In conclusion, I will briefly anticipate the letters which may pour into The Remnant denouncing me as a hopeless dupe falling for yet another modernist trick.  Yes, I know we must not forget we are to be as cunning as serpents.  Yes, we must still be careful.  This great event may yet be followed by a return to the viruses of Vatican II, another Assisi syncretistic meeting, another papal knighthood for an enemy of the Church.  Yes, all these things are possible and it is not time to close our catacomb chapels and go home.  A period of Julian the Apostate may still lie ahead.
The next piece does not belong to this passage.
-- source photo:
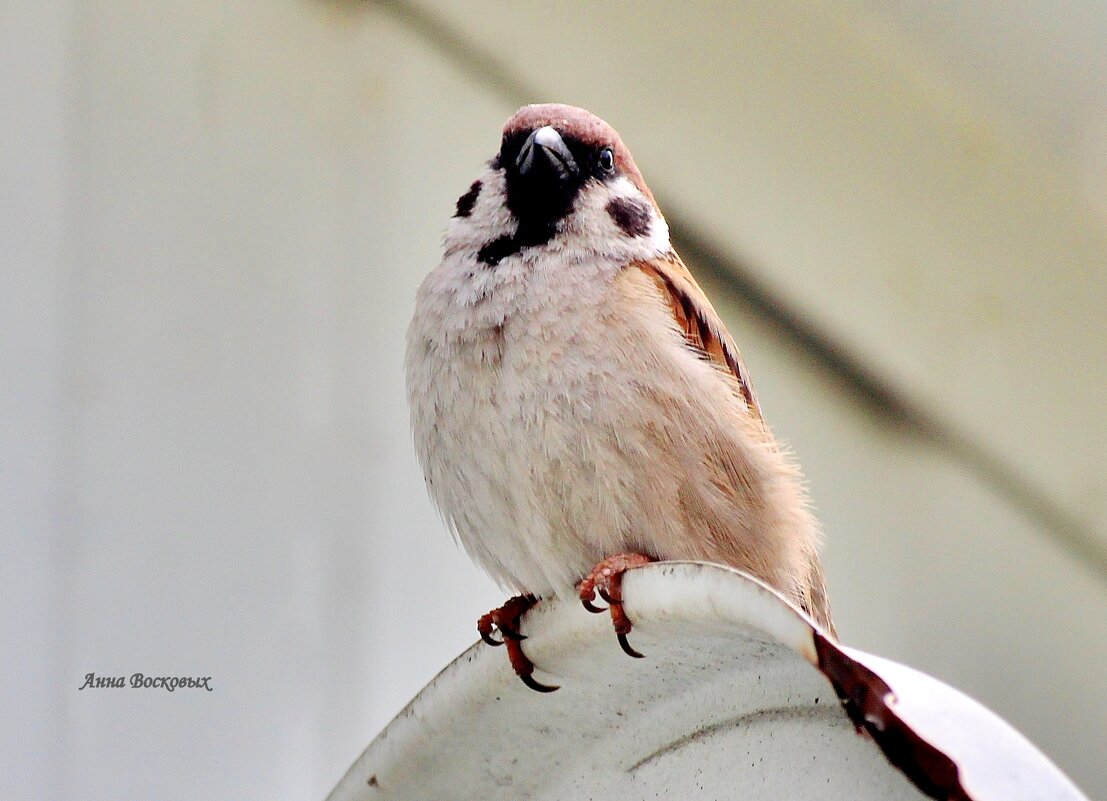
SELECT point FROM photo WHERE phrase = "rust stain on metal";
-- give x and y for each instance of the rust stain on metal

But this necessary guarded skepticism must not prevent us as gentle doves from rejoicing when our Holy Father speaks with a Catholic intellect and soul again after so long.  When he has ascended a height looking beyond the jungle of Vatican II and can in clear language condemn the “intrinsically evil” ideas of atheism, progressivism, naturalism and freemasonry and speak of the faith in its old forms and practices, we need to rejoice.  When the Pope does not fear to offend by correcting the errors of Luther and, as if striking the rock to release water in our 40-year desert, speaks once again of the non-ecumenical topics of the Kingdom of God, Judgment, Hell, Purgatory and Our Lady, we need to intensify our prayers for his intentions. 

We need to hope that our long years of sacrifice on behalf of our wounded and virus infected Holy Mother are having an effect.  Perhaps the time of our salvation is nearer than when Walter Matt and Michael Davies and Archbishop Lefebvre began our crusade!  So do not misinterpret me, I am not calling for a laying down of our spiritual arms.  Just as the crusaders were revitalized by the fall of Antioch so they could continue on the road to Jerusalem proclaiming “it is the will of God,” so too this victory for the ancient Faith should encourage us with new hope that the night has passed and the day near at hand. 

Let us continue putting off the works of darkness and putting on the armor of light in this spirit the Pope recommends: “Yet our daily efforts in pursuing our own lives and in working for the world's future either tire us or turn into fanaticism, unless we are enlightened by the radiance of the great hope that cannot be destroyed even by small-scale failures or by a breakdown in matters of historic importance [the post-counciliar period?]. . . . However, even when we are fully aware that Heaven far exceeds what we can merit, it will always be true that our behaviour is not indifferent before God and therefore is not indifferent for the unfolding of history.”  Spe Salvi facti sumus!

Note:

[1] The equivalent part of the Novus Ordo states “Celebrant: What name do you give your child? (or: have you given?) Parents: N. Celebrant: What do you ask of God's Church for N.?  Parents: Baptism.  The celebrant may choose other words for this dialogue. The first reply may be given by someone other than the parents if local custom gives him the right to name the child.  In the second response the parents may use other words, such as, ‘faith,’ ‘the grace of Christ,’ ‘entrance into the Church,’ ‘eternal life.’”  With this plethora of options, Novus Ordo baptism can be whatever it means to you.  Maybe you want eternal life but maybe just entrance into the Church.